Chemical Profile, Antioxidant, Anti-Inflammatory, and Anti-Cancer Effects of Italian Salvia rosmarinus Spenn. Methanol Leaves Extracts

Matteo Brindisi; Chouaha Bouzidi; Luca Frattaruolo; Monica R Loizzo; Rosa Tundis; Annabelle Dugay; Brigitte Deguin; Anna Rita Cappello; Maria Stella Cappello

doi:10.3390/antiox9090826

Chemical Profile, Antioxidant, Anti-Inflammatory, and Anti-Cancer Effects of Italian Salvia rosmarinus Spenn. Methanol Leaves Extracts

Antioxidants (Basel). 2020 Sep 3;9(9):826. doi: 10.3390/antiox9090826.

Authors

Matteo Brindisi¹, Chouaha Bouzidi², Luca Frattaruolo¹, Monica R Loizzo¹, Rosa Tundis¹, Annabelle Dugay², Brigitte Deguin², Anna Rita Cappello¹, Maria Stella Cappello³

Affiliations

¹ Department of Pharmacy, Health and Nutritional Sciences, University of Calabria, Via Pietro Bucci, 87036 Arcavacata di Rende (CS), Italy.
² Faculté de Pharmacie de Paris, Université de Paris, U.M.R. n 8038, -CiTCoM (CNRS, Université de Paris), 75006 Paris, France.
³ National Research Council (CNR), Institute of Science of Food Production (ISPA), Prov. le Lecce-Monteroni, 73100 Lecce, Italy.

Abstract

In this study, we evaluated and compared the chemical composition, the antioxidant, anti-inflammatory, and anti-proliferative effects of four methanol extracts (R1-R4), of Salvia rosmarinus Spenn. in two different sites of Southern Italy obtained by maceration or ultrasound-assisted extraction.
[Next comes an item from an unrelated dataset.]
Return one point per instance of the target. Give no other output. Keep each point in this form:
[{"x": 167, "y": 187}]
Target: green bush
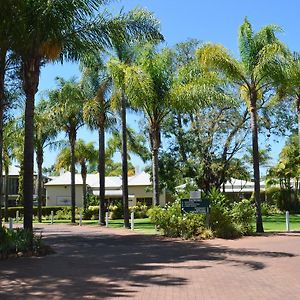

Extracts of S. rosmarinus collected on the Ionian coast are indicated with the abbreviations R1 (maceration) and R2 (ultrasound-assisted extraction). Extracts of S. rosmarinus collected on the Tyrrhenian coast are indicated with the abbreviations R3 (maceration) and R4 (ultrasound-assisted extraction). The chemical composition was analyzed using High Pressure liquid chromatography-Diod-Array detection-Electrospray ionization-Quadrupole-Mass Spectroscopy (HPLC-DAD-ESI-Q-MS). The antioxidant activity was analyzed by 2,2'-azino-bis(3-ethylbenzothiazoline-6-sulphonic acid) (ABTS) 2,2-diphenyl-1-picrylhydrazyl (DPPH), β-carotene bleaching, and Ferric Reducing Antioxidant Power (FRAP) assays. Antioxidant features were also assessed in lipopolysaccharide (LPS)-stimulated RAW-264.7 murine macrophages, evaluating Reactive Oxygen Species (ROS) production; in the same experimental model, the anti-inflammatory activity of the extracts was investigated. Interestingly, all extracts displayed antioxidant and anti-inflammatory properties. They exhibited significative nitrite production inhibitory activity, whith IC₅₀ values ranging from 3.46 to 5.53 µg/mL, without impairing cell viability. The anti-inflammatory activity was also investigated by Western Blotting and immunofluorescence assay, highlighting the R3 and R4 extracts ability to reduce NF-κB translocation, as well as to disrupt the MAPKs signaling pathway. Extracts exhibited both potential anti-proliferative activity on breast cancer cells, inducing apoptosis, without affecting non-tumorigenic cells, and the ability to inhibit MDA-MB-231 cells' motility. Finally, the rosemary extracts treatment significantly reduced the power of conditioned media, from MCF-7 or MDA-MB-231 cells to induce nitrite production on RAW 264.7 cells, confirming their promising anti-inflammatory activity.

Keywords: NF-κB/MAPK pathway; anti-cancer activity; anti-inflammatory activity; antioxidant activity; extraction procedures; high pressure liquid chromatography–diod-array detection–electrospray ionization–quadrupole–mass spectroscopy (HPLC-DAD-ESI-Q-MS); rosemary.